Last week Vodafone Group took a £5.9 billion write down on its embattled Spanish and Italian operations. The loss dragged Vodafone, the world’s second-largest operator, into a net loss of £1.98 billion for the six-month period ending 30 September. During the same period the previous year, it had posted a net profit of £6.68 billion. The drastic reversal was due to heavy discounting in Southern Europe, where the provider saw an 11 percent second-quarter decline in revenues from voice, messaging and data. The current write down follows other similarly sized write downs in recent years tied primarily to the difficult economic conditions prevalent across large swaths of Europe. In total, the global operator’s write offs over the past 4 ½ years have amounted to a staggering £24.3 billion (US $38.6 billion).
Tarifica’s Take
Vodafone’s striking loss illustrates plainly the vulnerability of mobile operators to macroeconomic conditions. The financial situation in Southern Europe has placed substantial downward pressure on prices for the basic core mobile services of voice, text and data, and Vodafone was forced to grant material discounts in those markets to avoid losing subscribers. Vast and rapid as the nearly £6 billion loss was, it was surely preferable to the even worse prospect of the subscriber base crumbling under the onslaught of steep price cuts from other competitors facing the same unappealing economic situation.
If a giant such as Vodafone is not immune, then how much more precarious is the position of most mobile operators? We would argue that basic mobile service has become, by this point, essentially a commodity item for which price is one of the main differentiating factors – if not the primary factor. As the dramatic Vodafone write down reveals beyond doubt, there is no “moat” surrounding the mobile industry. Even LTE will become commoditized at some point down the road.

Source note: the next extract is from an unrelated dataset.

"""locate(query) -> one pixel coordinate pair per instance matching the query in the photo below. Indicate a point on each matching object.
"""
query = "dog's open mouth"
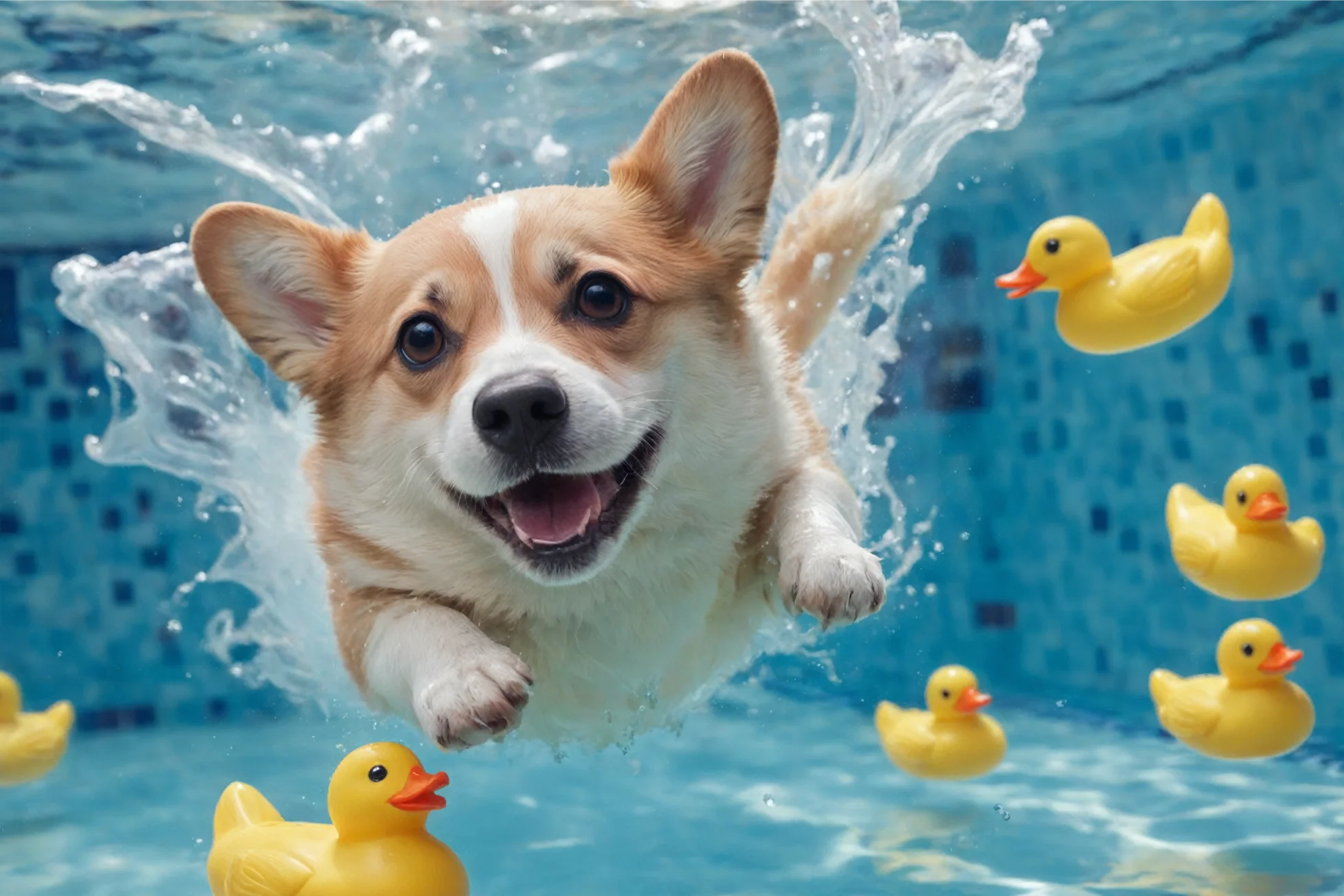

In our view, the only way to build a moat in the future is for operators to directly provide value-added products/services – including handsets, cloud computing and high end business solutions – that elevate them above the status of mere merchants peddling a commodity. A bad economic environment, troubling as it may be, only accentuates the problems facing mobile operators. It is not the cause of those problems, which are industry specific, and which brings us back to our basic long-standing contention that providing enhanced services isn’t just the smart way to go, it is the only way to go.